学术文献库

We study the time dependence of Rényi/entanglement entropies of locally excited states created by fields with integer spins $s \leq 2$ in $4$ dimensions. For spins 0, 1 these states are characterised by localised energy densities of a given width which travel as a spherical wave at the speed of light. For the spin 2 case, in the absence of a local gauge invariant stress tensor, we probe these states with the Kretschmann scalar and show they represent localised curvature densities which travel at the speed of light. We consider the reduced density matrix of the half space with these excitations and develop methods which include a convenient gauge choice to evaluate the time dependence of Rényi/entanglement entropies as these quenches enter the half region.

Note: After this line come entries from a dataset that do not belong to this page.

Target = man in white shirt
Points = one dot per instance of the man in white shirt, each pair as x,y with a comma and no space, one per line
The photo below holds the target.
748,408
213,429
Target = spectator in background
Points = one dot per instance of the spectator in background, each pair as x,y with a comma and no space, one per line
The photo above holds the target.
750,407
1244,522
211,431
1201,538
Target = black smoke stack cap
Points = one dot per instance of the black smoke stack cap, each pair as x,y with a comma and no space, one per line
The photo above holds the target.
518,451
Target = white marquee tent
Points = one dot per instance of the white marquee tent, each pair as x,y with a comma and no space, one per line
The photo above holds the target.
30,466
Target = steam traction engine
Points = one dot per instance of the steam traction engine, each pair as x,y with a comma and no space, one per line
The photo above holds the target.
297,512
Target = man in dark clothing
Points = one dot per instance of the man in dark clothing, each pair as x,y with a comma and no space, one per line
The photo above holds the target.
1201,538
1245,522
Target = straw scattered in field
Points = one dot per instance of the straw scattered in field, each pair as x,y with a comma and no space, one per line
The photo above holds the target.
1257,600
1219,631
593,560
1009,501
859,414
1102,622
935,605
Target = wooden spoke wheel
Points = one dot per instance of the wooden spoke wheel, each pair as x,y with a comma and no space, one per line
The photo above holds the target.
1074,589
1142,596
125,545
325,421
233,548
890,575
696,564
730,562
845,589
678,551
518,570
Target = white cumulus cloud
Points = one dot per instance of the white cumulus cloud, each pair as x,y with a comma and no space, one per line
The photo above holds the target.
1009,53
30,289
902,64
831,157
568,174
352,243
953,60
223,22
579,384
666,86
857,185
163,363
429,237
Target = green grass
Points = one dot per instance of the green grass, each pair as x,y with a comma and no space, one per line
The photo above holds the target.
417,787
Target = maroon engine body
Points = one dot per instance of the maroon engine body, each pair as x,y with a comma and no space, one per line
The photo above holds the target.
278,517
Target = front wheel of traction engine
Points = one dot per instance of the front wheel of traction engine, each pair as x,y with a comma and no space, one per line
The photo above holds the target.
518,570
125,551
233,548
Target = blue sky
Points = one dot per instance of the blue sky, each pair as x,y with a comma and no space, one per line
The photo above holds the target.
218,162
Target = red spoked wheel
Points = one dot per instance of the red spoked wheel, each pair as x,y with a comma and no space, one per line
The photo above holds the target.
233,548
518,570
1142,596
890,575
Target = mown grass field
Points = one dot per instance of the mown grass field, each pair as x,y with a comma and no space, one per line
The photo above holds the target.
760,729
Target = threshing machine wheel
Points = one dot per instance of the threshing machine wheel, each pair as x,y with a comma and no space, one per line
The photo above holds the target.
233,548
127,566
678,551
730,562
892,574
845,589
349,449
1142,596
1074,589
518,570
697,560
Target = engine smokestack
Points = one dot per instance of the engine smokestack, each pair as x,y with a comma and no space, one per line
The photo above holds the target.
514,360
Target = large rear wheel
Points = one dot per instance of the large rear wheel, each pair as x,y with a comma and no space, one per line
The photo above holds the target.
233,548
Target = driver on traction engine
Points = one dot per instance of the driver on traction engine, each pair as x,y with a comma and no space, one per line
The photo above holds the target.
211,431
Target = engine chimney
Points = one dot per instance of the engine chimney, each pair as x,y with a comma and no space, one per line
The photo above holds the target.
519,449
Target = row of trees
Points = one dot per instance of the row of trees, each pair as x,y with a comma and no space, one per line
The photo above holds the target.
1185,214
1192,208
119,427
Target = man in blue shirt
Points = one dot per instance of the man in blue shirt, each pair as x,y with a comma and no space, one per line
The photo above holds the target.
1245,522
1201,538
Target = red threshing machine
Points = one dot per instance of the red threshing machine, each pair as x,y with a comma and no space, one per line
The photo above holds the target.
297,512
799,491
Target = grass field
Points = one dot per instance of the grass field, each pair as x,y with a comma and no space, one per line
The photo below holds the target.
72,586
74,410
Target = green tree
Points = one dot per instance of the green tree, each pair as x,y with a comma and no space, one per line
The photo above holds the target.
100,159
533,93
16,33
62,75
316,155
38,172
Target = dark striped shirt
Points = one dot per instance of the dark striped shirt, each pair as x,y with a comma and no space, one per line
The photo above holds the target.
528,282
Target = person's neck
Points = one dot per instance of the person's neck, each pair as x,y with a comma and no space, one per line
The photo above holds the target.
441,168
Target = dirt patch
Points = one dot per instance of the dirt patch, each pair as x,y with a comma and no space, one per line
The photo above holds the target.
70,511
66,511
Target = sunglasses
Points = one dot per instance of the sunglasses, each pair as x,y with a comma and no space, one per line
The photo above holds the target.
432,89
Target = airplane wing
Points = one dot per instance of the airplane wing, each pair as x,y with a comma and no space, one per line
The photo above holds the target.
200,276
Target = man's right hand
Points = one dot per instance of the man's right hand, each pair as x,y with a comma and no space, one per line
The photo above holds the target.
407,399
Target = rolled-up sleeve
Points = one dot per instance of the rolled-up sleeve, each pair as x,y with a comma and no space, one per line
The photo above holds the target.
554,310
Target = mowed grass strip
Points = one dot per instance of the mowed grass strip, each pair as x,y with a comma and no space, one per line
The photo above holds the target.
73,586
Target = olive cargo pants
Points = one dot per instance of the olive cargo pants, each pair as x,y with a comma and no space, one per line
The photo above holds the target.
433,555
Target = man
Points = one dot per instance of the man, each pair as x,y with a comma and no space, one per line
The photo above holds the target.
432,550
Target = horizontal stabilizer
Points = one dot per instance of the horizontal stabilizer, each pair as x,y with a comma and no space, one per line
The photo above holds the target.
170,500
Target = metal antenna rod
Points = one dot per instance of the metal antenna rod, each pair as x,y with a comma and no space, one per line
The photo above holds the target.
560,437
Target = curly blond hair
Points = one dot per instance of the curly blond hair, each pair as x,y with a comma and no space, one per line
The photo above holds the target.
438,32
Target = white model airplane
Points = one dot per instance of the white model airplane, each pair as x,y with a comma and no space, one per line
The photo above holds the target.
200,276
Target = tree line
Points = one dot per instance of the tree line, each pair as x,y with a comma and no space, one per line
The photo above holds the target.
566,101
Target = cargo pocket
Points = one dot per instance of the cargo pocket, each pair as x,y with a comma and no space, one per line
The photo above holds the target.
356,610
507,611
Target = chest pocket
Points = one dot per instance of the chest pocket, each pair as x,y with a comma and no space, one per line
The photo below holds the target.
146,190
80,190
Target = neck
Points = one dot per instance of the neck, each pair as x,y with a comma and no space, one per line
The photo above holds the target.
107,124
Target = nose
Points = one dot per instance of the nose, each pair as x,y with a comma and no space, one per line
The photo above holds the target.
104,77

In all cases, the entanglement entropy grows in time and saturates at $\log 2 $. In the limit, the width of these excitations tends to zero, the growth is determined by order $2s+1$ polynomials in the ratio of the distance from the co-dimension-2 entangling surface and time. The polynomials corresponding to quenches created by the fields can be organised in terms of their representations under the $SO(2)_T\times SO(2)_L$ symmetry preserved by the presence of the co-dimension 2 entangling surface. For fields transforming as scalars under this symmetry, the order $2s+1$ polynomial is completely determined by the spin.